No haré comentarios a eso.
Ya ves, estudié Historia, fui una alumna brillante, lo tenía todo a favor para convertirme en profesora. Y un día, de pronto, la Historia dejó de tener sentido para mí. No es que hubiera dejado de interesarme; es que ya no encajaba en mi vida, porque todo se me había vuelto del revés. Pero perdona, me temo que estoy dando rodeos. Te había prometido una historia y estoy tardando en contártela. Es, podemos describirlo así, un drama en tres actos. Ya conoces el final, esta isla, esta vida donde me has conocido. Pero empecemos por el primer acto.
Que no es la infancia, deduzco de lo anterior…
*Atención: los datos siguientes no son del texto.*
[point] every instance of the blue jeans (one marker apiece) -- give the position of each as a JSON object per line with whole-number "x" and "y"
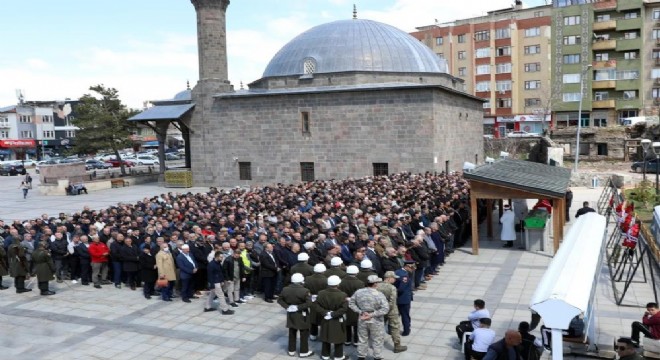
{"x": 116, "y": 272}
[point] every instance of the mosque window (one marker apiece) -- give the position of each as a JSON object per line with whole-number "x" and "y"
{"x": 309, "y": 66}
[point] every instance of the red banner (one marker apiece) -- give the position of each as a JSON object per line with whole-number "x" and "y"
{"x": 17, "y": 143}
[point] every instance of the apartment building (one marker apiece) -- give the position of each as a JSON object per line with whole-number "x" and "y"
{"x": 504, "y": 58}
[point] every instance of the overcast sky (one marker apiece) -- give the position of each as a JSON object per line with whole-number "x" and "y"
{"x": 147, "y": 49}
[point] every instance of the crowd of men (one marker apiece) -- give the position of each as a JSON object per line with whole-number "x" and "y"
{"x": 240, "y": 242}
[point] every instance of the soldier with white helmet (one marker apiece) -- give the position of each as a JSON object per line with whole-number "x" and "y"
{"x": 295, "y": 298}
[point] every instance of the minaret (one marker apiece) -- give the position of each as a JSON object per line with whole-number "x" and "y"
{"x": 212, "y": 40}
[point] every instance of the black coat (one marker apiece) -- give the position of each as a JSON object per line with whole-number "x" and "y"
{"x": 148, "y": 269}
{"x": 268, "y": 266}
{"x": 130, "y": 258}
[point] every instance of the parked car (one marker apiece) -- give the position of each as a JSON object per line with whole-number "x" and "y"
{"x": 147, "y": 160}
{"x": 638, "y": 166}
{"x": 115, "y": 163}
{"x": 92, "y": 164}
{"x": 12, "y": 169}
{"x": 522, "y": 133}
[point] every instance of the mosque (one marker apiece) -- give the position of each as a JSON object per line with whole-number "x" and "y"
{"x": 349, "y": 98}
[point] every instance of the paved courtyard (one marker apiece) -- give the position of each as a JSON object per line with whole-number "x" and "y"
{"x": 82, "y": 322}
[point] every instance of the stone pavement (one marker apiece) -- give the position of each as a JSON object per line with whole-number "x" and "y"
{"x": 82, "y": 322}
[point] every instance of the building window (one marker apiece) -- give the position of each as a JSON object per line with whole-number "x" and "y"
{"x": 532, "y": 102}
{"x": 482, "y": 86}
{"x": 245, "y": 171}
{"x": 482, "y": 52}
{"x": 603, "y": 17}
{"x": 503, "y": 68}
{"x": 630, "y": 94}
{"x": 532, "y": 49}
{"x": 304, "y": 119}
{"x": 483, "y": 69}
{"x": 602, "y": 56}
{"x": 532, "y": 67}
{"x": 630, "y": 55}
{"x": 571, "y": 40}
{"x": 482, "y": 35}
{"x": 309, "y": 66}
{"x": 504, "y": 103}
{"x": 532, "y": 84}
{"x": 307, "y": 171}
{"x": 381, "y": 169}
{"x": 504, "y": 51}
{"x": 502, "y": 33}
{"x": 504, "y": 85}
{"x": 571, "y": 97}
{"x": 533, "y": 32}
{"x": 631, "y": 15}
{"x": 631, "y": 35}
{"x": 572, "y": 20}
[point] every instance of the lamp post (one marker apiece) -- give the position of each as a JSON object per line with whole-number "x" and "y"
{"x": 646, "y": 143}
{"x": 577, "y": 141}
{"x": 656, "y": 150}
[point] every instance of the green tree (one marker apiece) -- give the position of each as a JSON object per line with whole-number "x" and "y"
{"x": 102, "y": 120}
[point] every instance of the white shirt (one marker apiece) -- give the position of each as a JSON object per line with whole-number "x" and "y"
{"x": 482, "y": 338}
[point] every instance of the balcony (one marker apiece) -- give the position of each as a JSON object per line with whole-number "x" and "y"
{"x": 629, "y": 24}
{"x": 631, "y": 84}
{"x": 605, "y": 25}
{"x": 603, "y": 104}
{"x": 624, "y": 104}
{"x": 628, "y": 44}
{"x": 603, "y": 84}
{"x": 604, "y": 45}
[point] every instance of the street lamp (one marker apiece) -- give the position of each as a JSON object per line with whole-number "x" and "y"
{"x": 577, "y": 141}
{"x": 646, "y": 143}
{"x": 656, "y": 150}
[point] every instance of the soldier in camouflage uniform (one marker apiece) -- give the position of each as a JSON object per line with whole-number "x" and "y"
{"x": 372, "y": 306}
{"x": 392, "y": 317}
{"x": 296, "y": 300}
{"x": 18, "y": 266}
{"x": 350, "y": 284}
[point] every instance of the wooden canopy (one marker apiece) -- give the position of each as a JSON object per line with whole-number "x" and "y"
{"x": 517, "y": 179}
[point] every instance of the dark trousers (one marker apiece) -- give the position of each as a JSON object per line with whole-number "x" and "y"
{"x": 638, "y": 327}
{"x": 404, "y": 310}
{"x": 186, "y": 288}
{"x": 304, "y": 340}
{"x": 462, "y": 328}
{"x": 339, "y": 350}
{"x": 19, "y": 282}
{"x": 85, "y": 272}
{"x": 269, "y": 284}
{"x": 116, "y": 272}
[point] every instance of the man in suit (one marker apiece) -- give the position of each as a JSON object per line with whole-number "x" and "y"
{"x": 268, "y": 273}
{"x": 187, "y": 268}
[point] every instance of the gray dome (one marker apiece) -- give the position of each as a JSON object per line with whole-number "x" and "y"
{"x": 183, "y": 95}
{"x": 354, "y": 45}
No. En el primer acto yo tengo veintidós años. Soy lista, soy joven y no tengo miedo. He visto hundirse mi hogar sin que la catástrofe me afectara demasiado. He creado mi propio espacio y abierto mi propio camino. Con la beca y trabajos por horas pago mis facturas. Estoy a punto de terminar una carrera que me gusta y se me da bien, y en la que se me ofrecen buenas perspectivas de futuro. Y hay algo más: soy atractiva, y lo bastante consciente de lo que eso representa como para saber aprovecharlo. Disfruto de la sensación de poder que mi cuerpo puede proporcionarme, pero no me dejo arrastrar por ella como una adolescente atolondrada. Sé que me basta desabrochar un par de botones para producir efectos infalibles. Pero también sé que puedo arrepentirme de producirlos. Y los controlo.
Imagino que al darme el detalle de tu atractivo físico no pierdes de vista que estás hablando con un hombre. ¿Cuentas con que la mención cause en mí alguno de esos efectos infalibles que dices?
Me temo que he perdido alguna infalibilidad. Ya no tengo veintidós años. Y por ahora no me he desabrochado ningún botón.
No, has hecho algo mucho más sutil y malicioso.
¿Ah, sí?
Está bien, olvídalo, no voy a caer en la trampa. Perdona que te haya interrumpido. Sigue. Si quieres.
Quiero. El caso es que, hasta ese momento, todo ha sido bastante divertido e intrascendente. He pasado buenos y malos ratos, pero mi corazón está limpio de rasguños. Justo entonces, se cruza en mi vida alguien. Lo llamaremos el Profesor…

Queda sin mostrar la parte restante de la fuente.